I’m just starting to read ‘David Mankin – remembering in paint’. It’s not only full of his wonderfully inspiring painting, but it has been written in collaboration with Kate Reeve-Edwards whose writing is exquisite.

At the start, she is in conversation with David and talks about what abstract paining offers the artist. Something in that narrative really resonated with me, in particular a description of what it feels like to paint expressively:
‘In itself, the drama of pushing a painting to the edge, and then losing it, makes the stakes high in every canvas.’ pg 25
This is something I hear many talk about when I listen to their videos or read their books.
And it struck me that for the most part, working in textiles doesn’t feel like that – at least not for me. It has a steady flow, re-workable, rhythmical, nurturing, less risky.

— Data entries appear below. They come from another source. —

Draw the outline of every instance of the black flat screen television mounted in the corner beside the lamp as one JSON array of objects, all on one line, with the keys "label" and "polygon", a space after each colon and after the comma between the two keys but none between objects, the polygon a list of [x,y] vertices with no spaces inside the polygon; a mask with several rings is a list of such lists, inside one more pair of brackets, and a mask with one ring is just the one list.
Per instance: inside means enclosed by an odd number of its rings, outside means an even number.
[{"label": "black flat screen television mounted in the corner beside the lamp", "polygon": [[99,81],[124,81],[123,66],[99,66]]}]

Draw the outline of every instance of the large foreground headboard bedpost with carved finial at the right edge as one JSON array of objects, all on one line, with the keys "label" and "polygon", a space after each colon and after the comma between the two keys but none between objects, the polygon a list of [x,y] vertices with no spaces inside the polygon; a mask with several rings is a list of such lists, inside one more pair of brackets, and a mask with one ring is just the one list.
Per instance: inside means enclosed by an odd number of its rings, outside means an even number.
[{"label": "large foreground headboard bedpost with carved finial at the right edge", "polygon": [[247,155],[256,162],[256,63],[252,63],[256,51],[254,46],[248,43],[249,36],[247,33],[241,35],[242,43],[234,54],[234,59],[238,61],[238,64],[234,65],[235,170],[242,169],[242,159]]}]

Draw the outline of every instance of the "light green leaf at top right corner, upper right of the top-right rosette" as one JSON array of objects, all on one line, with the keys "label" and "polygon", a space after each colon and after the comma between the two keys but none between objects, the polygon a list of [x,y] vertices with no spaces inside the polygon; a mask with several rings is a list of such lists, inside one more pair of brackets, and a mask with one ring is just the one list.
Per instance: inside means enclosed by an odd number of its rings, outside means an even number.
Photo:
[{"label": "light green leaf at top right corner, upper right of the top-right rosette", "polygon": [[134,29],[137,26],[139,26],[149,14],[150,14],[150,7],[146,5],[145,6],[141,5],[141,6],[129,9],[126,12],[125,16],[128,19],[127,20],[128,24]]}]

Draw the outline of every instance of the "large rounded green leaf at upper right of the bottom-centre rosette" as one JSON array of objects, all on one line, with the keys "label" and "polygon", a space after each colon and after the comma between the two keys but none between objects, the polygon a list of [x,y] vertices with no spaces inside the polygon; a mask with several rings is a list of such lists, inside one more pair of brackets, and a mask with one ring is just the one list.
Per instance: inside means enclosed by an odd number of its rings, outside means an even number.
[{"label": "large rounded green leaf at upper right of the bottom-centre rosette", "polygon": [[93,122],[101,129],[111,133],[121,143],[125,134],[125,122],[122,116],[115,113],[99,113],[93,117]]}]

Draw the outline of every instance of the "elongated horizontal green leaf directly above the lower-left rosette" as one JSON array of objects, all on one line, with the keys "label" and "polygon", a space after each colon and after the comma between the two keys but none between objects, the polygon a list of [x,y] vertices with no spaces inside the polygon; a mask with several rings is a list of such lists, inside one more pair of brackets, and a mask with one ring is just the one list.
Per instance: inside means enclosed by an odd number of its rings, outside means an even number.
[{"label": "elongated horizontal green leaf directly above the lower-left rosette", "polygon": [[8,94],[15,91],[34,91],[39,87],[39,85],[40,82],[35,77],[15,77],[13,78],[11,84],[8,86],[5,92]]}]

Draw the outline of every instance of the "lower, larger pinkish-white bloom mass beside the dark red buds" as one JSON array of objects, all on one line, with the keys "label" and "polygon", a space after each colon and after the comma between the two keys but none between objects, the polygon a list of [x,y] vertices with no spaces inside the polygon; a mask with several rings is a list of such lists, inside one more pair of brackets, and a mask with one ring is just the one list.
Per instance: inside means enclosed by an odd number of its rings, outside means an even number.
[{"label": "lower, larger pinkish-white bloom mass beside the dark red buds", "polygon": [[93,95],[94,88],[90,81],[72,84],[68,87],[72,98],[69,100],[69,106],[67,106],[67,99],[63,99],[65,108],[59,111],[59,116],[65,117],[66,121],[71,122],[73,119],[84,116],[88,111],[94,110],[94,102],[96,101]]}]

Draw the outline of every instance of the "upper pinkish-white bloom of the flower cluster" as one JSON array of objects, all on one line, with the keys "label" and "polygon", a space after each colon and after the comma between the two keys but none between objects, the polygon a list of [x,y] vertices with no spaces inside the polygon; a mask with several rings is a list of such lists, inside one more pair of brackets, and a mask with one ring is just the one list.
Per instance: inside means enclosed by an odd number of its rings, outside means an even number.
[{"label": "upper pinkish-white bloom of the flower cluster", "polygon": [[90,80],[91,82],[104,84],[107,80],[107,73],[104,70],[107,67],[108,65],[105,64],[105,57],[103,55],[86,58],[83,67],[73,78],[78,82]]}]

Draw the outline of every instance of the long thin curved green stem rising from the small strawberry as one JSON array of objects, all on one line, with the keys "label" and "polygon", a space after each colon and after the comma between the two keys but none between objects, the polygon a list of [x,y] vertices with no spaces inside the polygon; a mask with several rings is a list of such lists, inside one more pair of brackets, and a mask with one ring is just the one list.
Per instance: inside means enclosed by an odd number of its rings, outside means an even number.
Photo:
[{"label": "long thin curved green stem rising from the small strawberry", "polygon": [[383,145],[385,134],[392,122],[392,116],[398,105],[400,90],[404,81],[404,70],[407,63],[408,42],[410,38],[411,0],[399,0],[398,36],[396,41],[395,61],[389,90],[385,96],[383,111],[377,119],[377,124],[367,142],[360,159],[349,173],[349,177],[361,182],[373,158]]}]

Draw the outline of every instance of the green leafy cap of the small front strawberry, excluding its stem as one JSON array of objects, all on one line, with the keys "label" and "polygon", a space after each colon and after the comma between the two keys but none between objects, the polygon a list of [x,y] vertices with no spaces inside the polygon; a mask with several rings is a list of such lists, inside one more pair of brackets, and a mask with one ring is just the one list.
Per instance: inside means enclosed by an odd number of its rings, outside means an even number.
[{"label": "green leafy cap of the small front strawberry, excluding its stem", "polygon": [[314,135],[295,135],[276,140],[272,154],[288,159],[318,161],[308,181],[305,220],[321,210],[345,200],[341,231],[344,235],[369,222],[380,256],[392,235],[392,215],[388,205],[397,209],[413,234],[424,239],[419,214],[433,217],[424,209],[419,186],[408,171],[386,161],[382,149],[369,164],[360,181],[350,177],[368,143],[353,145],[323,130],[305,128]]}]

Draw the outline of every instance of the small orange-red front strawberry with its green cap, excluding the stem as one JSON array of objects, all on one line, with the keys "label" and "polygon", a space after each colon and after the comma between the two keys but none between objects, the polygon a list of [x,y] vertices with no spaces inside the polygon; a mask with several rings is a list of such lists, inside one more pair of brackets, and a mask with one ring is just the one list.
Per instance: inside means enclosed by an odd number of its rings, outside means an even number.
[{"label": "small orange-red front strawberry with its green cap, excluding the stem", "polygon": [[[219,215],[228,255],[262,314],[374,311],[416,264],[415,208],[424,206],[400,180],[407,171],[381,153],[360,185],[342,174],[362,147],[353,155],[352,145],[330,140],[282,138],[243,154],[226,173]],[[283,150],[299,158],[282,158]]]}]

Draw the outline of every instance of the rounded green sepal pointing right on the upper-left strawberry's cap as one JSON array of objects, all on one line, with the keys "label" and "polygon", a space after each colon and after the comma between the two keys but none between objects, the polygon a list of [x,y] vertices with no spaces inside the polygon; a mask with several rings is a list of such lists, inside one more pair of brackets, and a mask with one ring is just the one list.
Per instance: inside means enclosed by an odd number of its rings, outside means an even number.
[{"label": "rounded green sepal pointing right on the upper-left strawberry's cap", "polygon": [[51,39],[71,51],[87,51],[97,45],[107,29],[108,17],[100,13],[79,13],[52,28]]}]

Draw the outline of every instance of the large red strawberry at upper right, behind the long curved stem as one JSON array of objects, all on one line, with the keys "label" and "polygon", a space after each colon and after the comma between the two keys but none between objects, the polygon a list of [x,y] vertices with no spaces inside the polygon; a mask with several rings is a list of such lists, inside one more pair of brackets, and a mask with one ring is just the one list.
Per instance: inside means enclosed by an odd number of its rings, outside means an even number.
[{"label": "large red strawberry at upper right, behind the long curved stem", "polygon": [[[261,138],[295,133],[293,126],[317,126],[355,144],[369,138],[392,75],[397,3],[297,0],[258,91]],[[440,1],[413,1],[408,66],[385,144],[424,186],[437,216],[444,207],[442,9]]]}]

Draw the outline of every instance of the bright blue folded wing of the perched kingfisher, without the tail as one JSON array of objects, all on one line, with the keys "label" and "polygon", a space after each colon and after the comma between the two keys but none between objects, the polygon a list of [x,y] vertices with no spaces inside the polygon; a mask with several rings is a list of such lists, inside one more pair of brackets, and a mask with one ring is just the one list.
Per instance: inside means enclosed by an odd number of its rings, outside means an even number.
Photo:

Where I am aware of working quickly in a ‘flow state’ it is most often when I’m using paint to colour or print with. Then comes the slower stitch in reaction to it.
I realise that in any in any creative process there is both fire and water – a balance – working and feeling differently at various points in the process. But we can recognise their presence in other ways, too; in what materials we choose, how we engage and in personality.
Incidentally, it helps me to guard against the expectation I feel from social media to somehow be ‘on fire’ most of the time… always having something new to post…art simply doesn’t happen like that. Unfortunately no-one told the powers that be who designed the algorithms.
My usual preference is to combine textiles and paint and recognising what different materials and processes bring to the table has brought some personal understanding.
Stitch feels comforting, safe, something to occupy my maker’s hands of an evening; abstract expressionism seems risky, fast, exciting, high stakes. I want both…and…
Abstract painters often have to let a canvas almost completely go to re-work back in and find gold. Kate Reeve-Edwards talks of this ‘dangerous change in direction’. I find this both utterly excruciating and exhilarating. I’ve only recently started to play with this way with paint, but already I have lost several things I quite liked. There again, after some very risky mark-making over something else, a pleasing resolution was found. (I am also smiling wryly at the irony of enjoying the ‘fire’ in the water in David’s paintings.)
Reflecting on what we gain from different processes and materials has been particularly helpful. It explains just one of the many reasons I enjoy making broadly. I don’t think I will ever be an artist of singular discipline. Quite apart from thinking about the materials that I’ve been discussing, personality is just as influential and I’m very at home doing lots of different things, art or otherwise.
With all the opportunities and accessible materials and learning we have these days, it seems that more artists are blurring boundaries. Qualifications often ask us to develop across disciplines because the learning from one is fertile ground for another. We may look back at our personal journey through various arts to the one we are settled in now, or we may develop a love of several, perhaps blurring and mixing what we do.
Never having had training, I sometimes feel a bit slow to the party and I recently came across this article which I found really useful. Probably because it defines things nice and easily in terms of food! 😀 I’m putting myself in the interdisciplinary description (although I keep changing my mind) and I think it is because I see myself constantly combining and synthesising, and it offers me both…and…
(As an aside, when I was quite little, I visited a family friend down the road, and she had a coal fire with a glass door. I was warned not to put my hands near it as it was extremely hot. I wanted to see how hot that was, so I placed my hand against the glass when no-one was looking. I spent the whole of the evening with my hand in a bowl of cold water. It took until adulthood to overcome my fear and be able to light our gas oven and fire with a match. You’ll be happy to know I’m ok now, I’m always burning the edges of work or melting things! 😁)
I don’t have much to show you, I’ve actually spent the last few weeks slowly, steadily stitching away for my Arts Council project so I was ready for a wee bit of living on the edge this weekend! Here are a couple of very small 4 x 4 inch squares from exploring an unusual colour palette for me: I’m much more yellow ochre than lemon yellow. If my itch persists, maybe one day there will be more to share, but that’s going to take time, I have a lot to learn. My next step is going to be making my piece about the stone wall when my art residency is complete in October, and back to more familiar colours.




Could it be interesting to ask ‘what do my current materials offer me?’ ‘Am I after a bit more fire, or the steady flow of water at this moment in time?’